Nicco
Nicco Experienced data and AI programme manager with extensive know-how in leading multidisciplinary teams of data scientists, ML engineers, and subject matter experts to build and implement transformative AI solutions.

The world of Donald Trump, visualized with R and Tableau

The world of Donald Trump, visualized with R and Tableau

Last week, Buzzfeed released the output of a research they have carried on all the connections that Donald Trump holds with people and organizations.

I decided I wanted to visualize this dataset on a network chart, showing both the direct and indirect business connections of Trump. See below the end result (click for the interactive version).

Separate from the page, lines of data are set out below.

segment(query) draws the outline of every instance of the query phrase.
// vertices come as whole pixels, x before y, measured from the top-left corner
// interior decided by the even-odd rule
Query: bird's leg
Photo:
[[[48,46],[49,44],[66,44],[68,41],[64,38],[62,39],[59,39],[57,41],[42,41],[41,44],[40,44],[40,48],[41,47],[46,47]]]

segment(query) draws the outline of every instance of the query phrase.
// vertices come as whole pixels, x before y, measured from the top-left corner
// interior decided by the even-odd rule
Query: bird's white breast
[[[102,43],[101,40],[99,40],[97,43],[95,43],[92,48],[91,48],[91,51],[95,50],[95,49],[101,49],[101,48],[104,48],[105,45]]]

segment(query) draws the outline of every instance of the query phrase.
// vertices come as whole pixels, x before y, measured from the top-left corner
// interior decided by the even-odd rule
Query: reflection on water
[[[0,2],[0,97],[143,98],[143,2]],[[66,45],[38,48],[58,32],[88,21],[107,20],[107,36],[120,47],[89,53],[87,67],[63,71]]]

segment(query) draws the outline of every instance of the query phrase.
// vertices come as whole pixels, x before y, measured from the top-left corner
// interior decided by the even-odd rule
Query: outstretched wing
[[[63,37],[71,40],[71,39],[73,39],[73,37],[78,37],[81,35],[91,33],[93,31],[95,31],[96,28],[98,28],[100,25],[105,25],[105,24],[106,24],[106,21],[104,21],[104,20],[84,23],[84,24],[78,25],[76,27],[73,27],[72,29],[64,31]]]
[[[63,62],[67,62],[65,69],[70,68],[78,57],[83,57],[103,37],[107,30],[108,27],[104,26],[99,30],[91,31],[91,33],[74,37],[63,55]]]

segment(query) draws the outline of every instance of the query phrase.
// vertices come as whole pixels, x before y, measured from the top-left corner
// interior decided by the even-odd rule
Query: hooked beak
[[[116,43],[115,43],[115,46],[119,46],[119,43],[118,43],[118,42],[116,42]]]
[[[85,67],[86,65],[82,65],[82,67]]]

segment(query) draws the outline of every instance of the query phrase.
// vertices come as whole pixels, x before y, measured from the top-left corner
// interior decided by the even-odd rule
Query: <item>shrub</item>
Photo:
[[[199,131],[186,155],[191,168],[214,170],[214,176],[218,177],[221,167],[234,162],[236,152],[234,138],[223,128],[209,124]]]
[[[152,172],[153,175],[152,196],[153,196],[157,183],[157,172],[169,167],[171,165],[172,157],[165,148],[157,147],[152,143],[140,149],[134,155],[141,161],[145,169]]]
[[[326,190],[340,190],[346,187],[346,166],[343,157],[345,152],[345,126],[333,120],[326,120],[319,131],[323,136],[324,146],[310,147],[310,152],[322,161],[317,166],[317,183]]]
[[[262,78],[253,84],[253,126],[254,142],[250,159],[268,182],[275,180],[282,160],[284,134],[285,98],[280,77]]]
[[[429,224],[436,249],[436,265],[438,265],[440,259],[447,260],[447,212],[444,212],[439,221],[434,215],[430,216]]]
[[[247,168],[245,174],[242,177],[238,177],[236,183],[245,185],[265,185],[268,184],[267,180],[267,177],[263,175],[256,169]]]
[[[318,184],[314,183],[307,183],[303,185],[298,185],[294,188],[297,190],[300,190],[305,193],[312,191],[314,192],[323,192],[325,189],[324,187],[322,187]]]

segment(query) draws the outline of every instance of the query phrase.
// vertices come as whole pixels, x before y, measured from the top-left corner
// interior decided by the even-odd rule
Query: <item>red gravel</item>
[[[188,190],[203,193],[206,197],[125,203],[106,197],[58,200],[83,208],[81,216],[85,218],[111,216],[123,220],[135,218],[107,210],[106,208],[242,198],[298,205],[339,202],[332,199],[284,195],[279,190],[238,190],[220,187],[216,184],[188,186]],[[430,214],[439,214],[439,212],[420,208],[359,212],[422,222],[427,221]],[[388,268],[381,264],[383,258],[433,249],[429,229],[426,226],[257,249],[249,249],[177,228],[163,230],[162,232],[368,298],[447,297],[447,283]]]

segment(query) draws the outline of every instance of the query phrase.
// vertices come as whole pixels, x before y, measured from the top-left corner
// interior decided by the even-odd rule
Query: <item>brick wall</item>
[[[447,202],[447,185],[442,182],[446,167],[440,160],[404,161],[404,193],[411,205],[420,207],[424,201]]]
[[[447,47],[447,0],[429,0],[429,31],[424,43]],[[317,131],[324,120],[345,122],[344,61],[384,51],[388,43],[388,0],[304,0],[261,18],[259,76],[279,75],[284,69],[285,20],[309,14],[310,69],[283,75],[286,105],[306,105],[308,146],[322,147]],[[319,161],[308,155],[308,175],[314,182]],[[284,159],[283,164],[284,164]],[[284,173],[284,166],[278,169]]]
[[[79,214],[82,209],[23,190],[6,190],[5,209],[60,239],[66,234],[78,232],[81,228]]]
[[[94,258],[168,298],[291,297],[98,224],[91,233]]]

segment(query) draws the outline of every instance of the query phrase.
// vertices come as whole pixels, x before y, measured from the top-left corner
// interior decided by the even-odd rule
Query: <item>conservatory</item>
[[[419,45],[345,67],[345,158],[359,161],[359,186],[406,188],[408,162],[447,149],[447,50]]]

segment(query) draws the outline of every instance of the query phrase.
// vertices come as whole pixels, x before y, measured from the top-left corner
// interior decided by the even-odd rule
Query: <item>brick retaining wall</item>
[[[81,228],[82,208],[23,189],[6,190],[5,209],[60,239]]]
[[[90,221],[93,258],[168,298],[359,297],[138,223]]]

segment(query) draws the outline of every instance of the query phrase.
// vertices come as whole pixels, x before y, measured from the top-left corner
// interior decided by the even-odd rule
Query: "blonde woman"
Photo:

trump-world Trump’s world: A network of Trump’s connections

In order to plot the chart, we need a model that assign sensible coordinates to each of the points, and unfortunately this is not natively available in Tableau.

However, we can find a number of such models in R! And for free!

All we need is some simple data preparation, seven lines of R code, a bit of very easy data wrangling, and we are done.

Having an alteryx license, I used that software to perform all those steps in a single workflow. If you do have alteryx, you can download the workflow here.

If you don’t have alteryx, don’t worry, I am going to tell you how to replicate all the steps using only excel and R studio.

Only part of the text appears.